Wednesday, 30 October 2013

Past tense is not past

It was the final of the Great British Bake Off last week. Now that it's been long enough for everyone to catch up, I can post this with no spoilers.

One of the contestants was Ruby, a very young baker (just 20) who divided opinion: many were annoyed by her apparent lack of confidence, thinking that it seemed fake. This seemed a bit harsh to me, but then as a university lecturer I'm well placed to see the lack of confidence that many young women have in their own abilities. Ruby has won over a lot of people with this article about the way she and the other female contestants were treated.

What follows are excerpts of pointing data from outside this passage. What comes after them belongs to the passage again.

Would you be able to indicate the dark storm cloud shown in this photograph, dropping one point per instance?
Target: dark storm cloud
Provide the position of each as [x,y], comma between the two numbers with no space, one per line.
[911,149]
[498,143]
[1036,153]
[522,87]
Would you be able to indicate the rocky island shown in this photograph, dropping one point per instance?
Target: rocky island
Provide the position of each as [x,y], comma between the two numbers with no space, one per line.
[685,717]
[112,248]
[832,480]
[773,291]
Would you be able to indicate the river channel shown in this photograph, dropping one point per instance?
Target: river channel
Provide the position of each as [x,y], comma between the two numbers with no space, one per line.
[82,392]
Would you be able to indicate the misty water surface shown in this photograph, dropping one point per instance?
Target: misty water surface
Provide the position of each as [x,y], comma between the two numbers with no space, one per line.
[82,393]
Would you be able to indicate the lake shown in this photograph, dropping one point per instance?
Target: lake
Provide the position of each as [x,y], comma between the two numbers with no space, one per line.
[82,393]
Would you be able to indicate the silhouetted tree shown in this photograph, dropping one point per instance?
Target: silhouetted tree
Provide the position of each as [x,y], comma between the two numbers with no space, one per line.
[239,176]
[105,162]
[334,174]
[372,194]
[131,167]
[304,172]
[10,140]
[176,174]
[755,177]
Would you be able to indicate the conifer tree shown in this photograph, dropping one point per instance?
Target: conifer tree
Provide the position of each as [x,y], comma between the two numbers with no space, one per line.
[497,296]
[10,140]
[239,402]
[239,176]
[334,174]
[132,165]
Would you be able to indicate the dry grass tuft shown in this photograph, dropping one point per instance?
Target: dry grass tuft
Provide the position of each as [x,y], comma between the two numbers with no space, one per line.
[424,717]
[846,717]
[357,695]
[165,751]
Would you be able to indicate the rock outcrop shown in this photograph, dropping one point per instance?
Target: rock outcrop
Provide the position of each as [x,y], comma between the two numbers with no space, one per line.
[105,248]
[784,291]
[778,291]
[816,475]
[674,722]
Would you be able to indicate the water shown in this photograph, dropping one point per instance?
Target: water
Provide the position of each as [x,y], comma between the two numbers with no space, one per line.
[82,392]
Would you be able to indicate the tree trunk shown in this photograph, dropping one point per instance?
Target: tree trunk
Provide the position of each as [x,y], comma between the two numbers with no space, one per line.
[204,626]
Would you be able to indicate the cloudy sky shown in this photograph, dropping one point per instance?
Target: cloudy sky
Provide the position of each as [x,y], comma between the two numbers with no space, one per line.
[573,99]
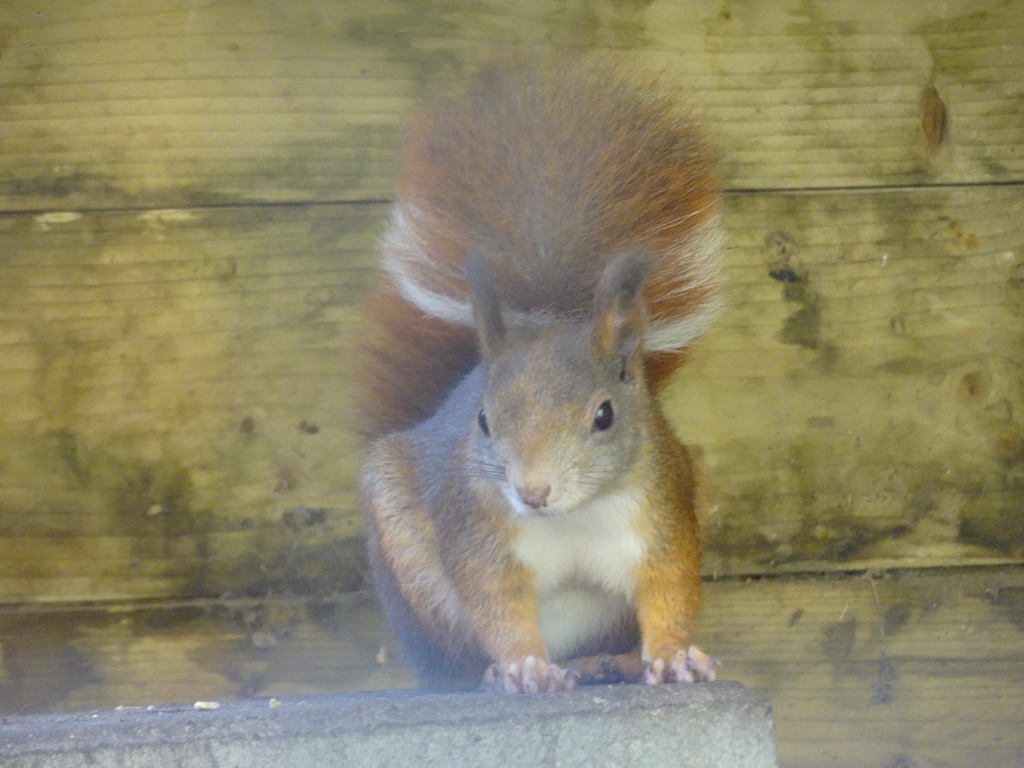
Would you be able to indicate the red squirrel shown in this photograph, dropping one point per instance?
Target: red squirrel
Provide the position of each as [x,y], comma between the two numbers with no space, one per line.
[551,258]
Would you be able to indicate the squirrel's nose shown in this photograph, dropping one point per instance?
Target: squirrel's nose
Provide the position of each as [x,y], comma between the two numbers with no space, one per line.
[535,496]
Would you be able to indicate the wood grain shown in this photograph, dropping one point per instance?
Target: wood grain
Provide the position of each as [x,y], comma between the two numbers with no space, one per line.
[175,416]
[158,104]
[909,668]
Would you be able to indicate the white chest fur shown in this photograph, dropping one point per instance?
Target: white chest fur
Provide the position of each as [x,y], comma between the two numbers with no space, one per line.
[584,565]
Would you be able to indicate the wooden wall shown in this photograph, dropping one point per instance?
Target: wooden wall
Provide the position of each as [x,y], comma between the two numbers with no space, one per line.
[190,196]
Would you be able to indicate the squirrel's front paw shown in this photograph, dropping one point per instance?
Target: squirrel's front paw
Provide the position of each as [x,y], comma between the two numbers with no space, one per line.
[688,666]
[531,675]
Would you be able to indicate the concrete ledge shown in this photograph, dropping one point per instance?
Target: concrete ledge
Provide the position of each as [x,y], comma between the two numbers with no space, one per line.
[710,724]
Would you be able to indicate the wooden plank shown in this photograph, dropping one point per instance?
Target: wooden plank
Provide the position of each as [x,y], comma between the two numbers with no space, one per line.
[858,401]
[907,668]
[187,103]
[175,416]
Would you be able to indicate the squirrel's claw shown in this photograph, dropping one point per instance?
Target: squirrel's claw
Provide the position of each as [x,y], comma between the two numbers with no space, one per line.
[532,675]
[688,666]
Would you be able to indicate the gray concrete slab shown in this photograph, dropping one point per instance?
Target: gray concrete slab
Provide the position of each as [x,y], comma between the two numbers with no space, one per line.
[709,724]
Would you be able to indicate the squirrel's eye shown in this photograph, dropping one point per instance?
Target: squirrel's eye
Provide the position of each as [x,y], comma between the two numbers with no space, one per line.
[603,417]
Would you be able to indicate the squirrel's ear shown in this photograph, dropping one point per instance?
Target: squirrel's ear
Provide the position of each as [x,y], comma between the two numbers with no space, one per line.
[620,314]
[486,309]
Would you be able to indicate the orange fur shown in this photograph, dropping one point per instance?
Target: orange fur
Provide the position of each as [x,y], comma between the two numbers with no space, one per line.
[548,186]
[586,201]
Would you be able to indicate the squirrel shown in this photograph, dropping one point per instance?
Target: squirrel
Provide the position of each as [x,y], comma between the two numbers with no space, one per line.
[550,259]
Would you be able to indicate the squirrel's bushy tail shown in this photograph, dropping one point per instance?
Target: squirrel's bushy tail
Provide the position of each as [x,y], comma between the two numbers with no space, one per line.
[547,171]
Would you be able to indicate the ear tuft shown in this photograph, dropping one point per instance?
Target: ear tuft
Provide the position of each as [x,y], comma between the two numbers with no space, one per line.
[486,309]
[620,314]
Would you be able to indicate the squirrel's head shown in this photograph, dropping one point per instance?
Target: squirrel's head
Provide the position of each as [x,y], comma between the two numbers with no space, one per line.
[565,409]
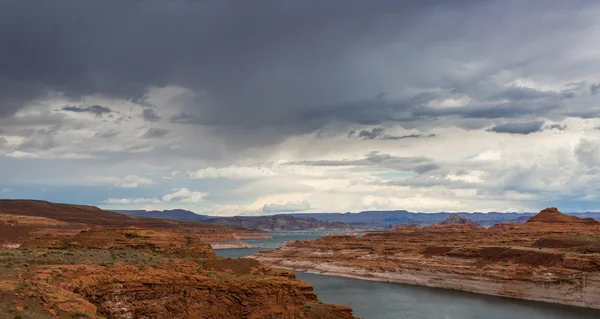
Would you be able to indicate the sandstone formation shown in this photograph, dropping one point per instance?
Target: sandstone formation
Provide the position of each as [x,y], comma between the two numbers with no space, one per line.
[72,270]
[36,217]
[279,222]
[455,219]
[166,243]
[553,258]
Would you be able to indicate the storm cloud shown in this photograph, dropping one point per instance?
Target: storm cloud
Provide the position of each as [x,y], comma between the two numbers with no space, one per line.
[519,128]
[348,104]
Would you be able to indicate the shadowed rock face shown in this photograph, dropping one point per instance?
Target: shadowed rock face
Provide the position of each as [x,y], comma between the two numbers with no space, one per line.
[554,258]
[72,270]
[166,243]
[182,290]
[45,217]
[455,219]
[553,216]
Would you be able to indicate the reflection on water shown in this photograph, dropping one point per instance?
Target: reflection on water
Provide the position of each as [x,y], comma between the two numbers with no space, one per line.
[377,300]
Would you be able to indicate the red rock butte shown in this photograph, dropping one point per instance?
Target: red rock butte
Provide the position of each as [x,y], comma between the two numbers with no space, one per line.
[553,216]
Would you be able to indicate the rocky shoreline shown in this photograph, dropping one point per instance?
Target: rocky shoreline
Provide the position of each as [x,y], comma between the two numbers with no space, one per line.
[554,258]
[552,290]
[232,245]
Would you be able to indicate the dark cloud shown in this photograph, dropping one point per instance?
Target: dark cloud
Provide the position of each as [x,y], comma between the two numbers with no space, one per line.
[559,127]
[42,139]
[518,128]
[419,165]
[372,134]
[379,133]
[97,110]
[155,132]
[150,115]
[422,169]
[279,68]
[410,136]
[107,134]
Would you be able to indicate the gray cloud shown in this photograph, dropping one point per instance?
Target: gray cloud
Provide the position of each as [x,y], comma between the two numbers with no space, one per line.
[150,115]
[379,133]
[518,128]
[155,132]
[286,207]
[97,110]
[227,53]
[559,127]
[372,134]
[107,134]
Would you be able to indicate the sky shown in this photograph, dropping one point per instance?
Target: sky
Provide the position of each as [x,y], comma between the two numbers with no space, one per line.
[264,107]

But lots of people loved Ruby and were rooting for her to win. She didn't, losing out to the contestant who was better in the final, as is right and proper. On twitter, The Invisible Woman tweeted her thoughts in the moments before the announcement was made:

Tweet: "'We will always remember Ruby for her perfect picnic pie...' I think that past tense is a clue."
The Invisible Woman is an intelligent woman and we all tweet things without thinking about them properly, so I just want to be clear that I'm not picking on her or making fun of her for making a mistake. Nevertheless, it is a mistake, and it's interesting to see why it might have been made.

We can distinguish between 'tense' and 'time' - we might talk about past, present, future, and so on, but we might not always talk about past time with past tense, for instance. Just imagine someone telling a story and saying 'So I start walking away, and he says...'. If we talk about tense, we mean something that is a grammatical feature of the language - an ending on a verb, or a word that functions to make the sentence past.

English has two tenses that are indicated with inflection on the verb: present (with either no ending or -s) and past (with -ed or an irregular ending):
walk - walks - walked
To indicate other tenses, other methods are used. We might discuss the future and use be going to, or just a present tense verb: The party starts at 8 tonight. Future tense can also be marked 'periphrastically' - that means with another word, will. That's what we've got in the tweet above: We will always remember. Future tense is about is non-past as tenses get. But not only that, it's not even referring to past time. It's referring to some time in the future, using future will, describing the action at that future time. The only past-ness about it is the fact that the meaning of remember refers to the past - if you remember something, you necessarily remember a past event.